Hoy por hoy, la tecnología digital y la informática, posibilitan que muchos de esos artistas (solistas o bandas pequeñas) puedan llegar al fonograma "master" en sus propias casas. Pero ojo, no todo lo que brilla es oro. Estamos hablando de solistas o bandas pequeñas, pero, Qué pasa por ejemplo con una pieza sinfónica que debe ser ejecutada por una orquesta de 100 músicos? Sigue necesitando de las instalaciones de un estudio profesional, tanto por los requerimientos de equipamiento (cantidad y calidad de micrófonos, suficiente cantidad de "entradas" de consola, procesadores de señal, etc.), como por los edilicios (lugar lo suficientemente amplio y lo debidamente acustizado como para una orquesta).
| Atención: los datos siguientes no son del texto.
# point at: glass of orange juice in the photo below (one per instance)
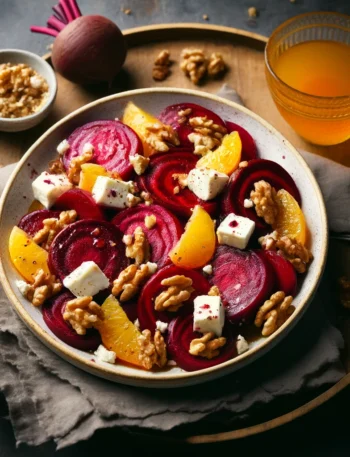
(308, 72)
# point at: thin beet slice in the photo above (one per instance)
(242, 183)
(82, 202)
(53, 316)
(113, 142)
(244, 278)
(248, 144)
(286, 277)
(170, 116)
(86, 240)
(180, 335)
(145, 308)
(33, 222)
(162, 237)
(159, 182)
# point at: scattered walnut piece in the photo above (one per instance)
(194, 64)
(153, 351)
(22, 90)
(140, 163)
(158, 135)
(181, 178)
(43, 287)
(274, 312)
(207, 346)
(82, 313)
(146, 197)
(161, 65)
(56, 167)
(214, 291)
(150, 221)
(216, 65)
(137, 246)
(344, 284)
(76, 163)
(179, 290)
(264, 198)
(252, 12)
(206, 135)
(129, 281)
(291, 249)
(52, 226)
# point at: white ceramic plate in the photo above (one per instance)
(270, 144)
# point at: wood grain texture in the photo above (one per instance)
(242, 50)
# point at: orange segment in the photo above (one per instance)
(137, 119)
(118, 333)
(88, 175)
(197, 244)
(226, 157)
(34, 206)
(26, 255)
(290, 220)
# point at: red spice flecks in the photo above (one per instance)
(112, 193)
(33, 173)
(205, 306)
(99, 243)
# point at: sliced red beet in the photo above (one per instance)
(180, 335)
(145, 308)
(86, 240)
(242, 183)
(285, 275)
(113, 142)
(248, 144)
(53, 316)
(33, 222)
(159, 182)
(82, 202)
(162, 237)
(244, 278)
(170, 116)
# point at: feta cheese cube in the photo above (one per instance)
(206, 183)
(47, 188)
(63, 147)
(86, 280)
(235, 231)
(104, 355)
(208, 315)
(241, 344)
(111, 192)
(161, 326)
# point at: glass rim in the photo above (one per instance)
(277, 78)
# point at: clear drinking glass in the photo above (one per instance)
(320, 120)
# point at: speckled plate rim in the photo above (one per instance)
(142, 378)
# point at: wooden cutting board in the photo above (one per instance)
(244, 54)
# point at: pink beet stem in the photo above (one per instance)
(59, 13)
(43, 30)
(66, 9)
(74, 8)
(55, 23)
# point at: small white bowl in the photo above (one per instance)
(45, 70)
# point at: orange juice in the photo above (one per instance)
(316, 69)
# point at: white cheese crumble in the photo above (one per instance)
(104, 355)
(161, 326)
(241, 344)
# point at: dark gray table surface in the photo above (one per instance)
(324, 432)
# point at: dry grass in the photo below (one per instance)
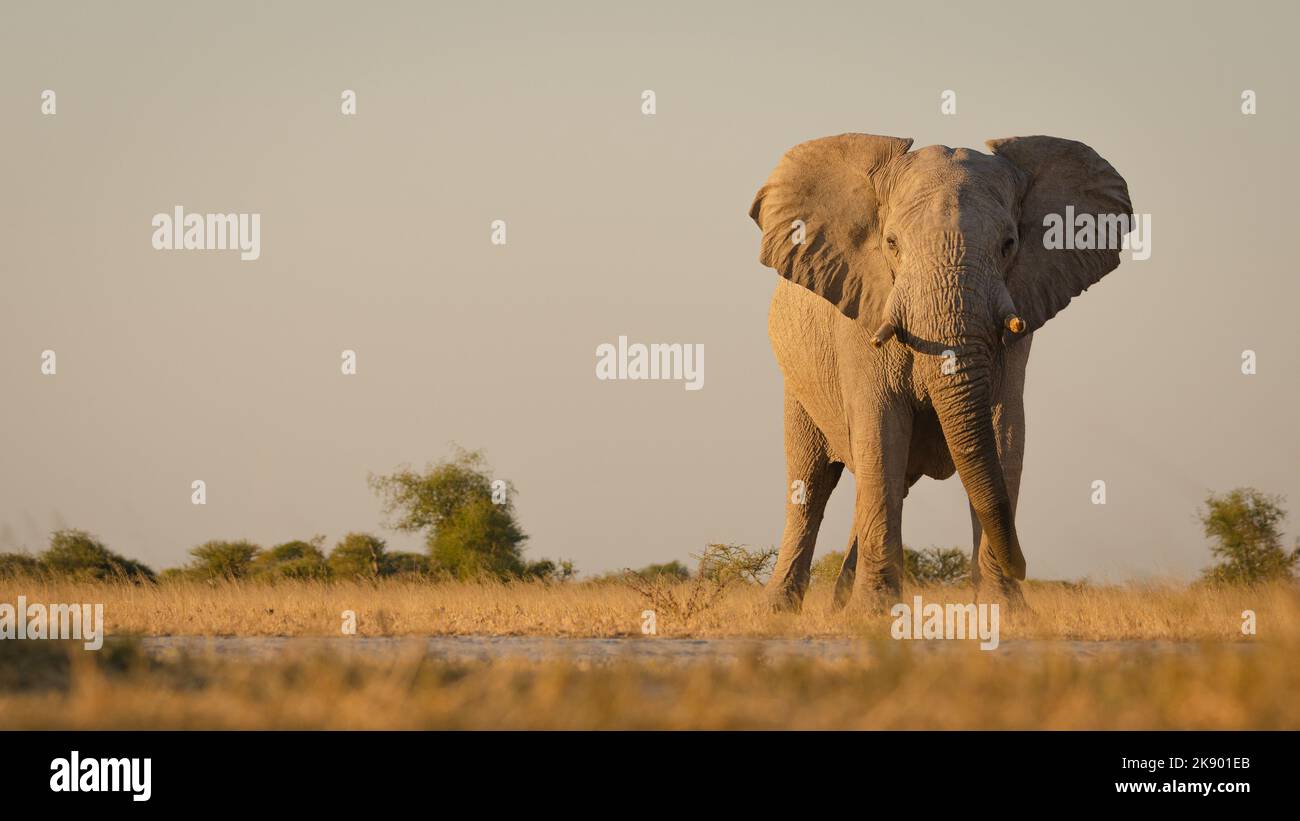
(896, 685)
(1170, 612)
(1217, 687)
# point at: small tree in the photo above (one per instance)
(668, 570)
(469, 531)
(20, 565)
(826, 569)
(297, 559)
(222, 560)
(936, 565)
(359, 555)
(77, 554)
(401, 563)
(1247, 539)
(735, 563)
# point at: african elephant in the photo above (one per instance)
(913, 283)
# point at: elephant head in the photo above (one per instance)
(941, 251)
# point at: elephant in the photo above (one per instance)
(911, 283)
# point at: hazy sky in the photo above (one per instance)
(174, 366)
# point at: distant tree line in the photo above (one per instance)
(471, 533)
(468, 520)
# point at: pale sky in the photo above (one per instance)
(174, 366)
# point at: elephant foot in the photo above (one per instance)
(1004, 591)
(872, 600)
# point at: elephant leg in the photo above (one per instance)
(880, 468)
(848, 572)
(810, 478)
(1009, 430)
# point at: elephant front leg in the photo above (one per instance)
(810, 478)
(991, 583)
(880, 468)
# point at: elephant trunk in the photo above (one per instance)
(965, 413)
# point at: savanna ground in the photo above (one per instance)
(1218, 680)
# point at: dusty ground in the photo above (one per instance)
(1135, 612)
(455, 656)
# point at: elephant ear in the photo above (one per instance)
(820, 218)
(1060, 174)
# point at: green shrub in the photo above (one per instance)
(358, 555)
(222, 560)
(468, 520)
(298, 560)
(826, 569)
(399, 563)
(1244, 526)
(78, 555)
(13, 565)
(936, 565)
Internet y su (hasta ahora) "gratuidad" permitirían "saltear" los costos de difusión publicitaria. El formato digital permitiría "saltear" los costos de la distribución a los puntos de venta. Pero entonces, nuevamente pregunto: Quién (y cómo) paga el costo y las horas de trabajo realizadas? Y que pasa cuando el compositor de la o las obras no es ninguno de los ejecutantes (que "de última" pueden cobrar por tocar en vivo, si es que consiguen dónde)? Su trabajo no vale? Cómo se protegen sus derechos de compositor? Tiene que "regalar" su trabajo?
Preguntas que, hasta ahora, no logro entender de qué modo las respondería satisfactoriamente este "nuevo modelo".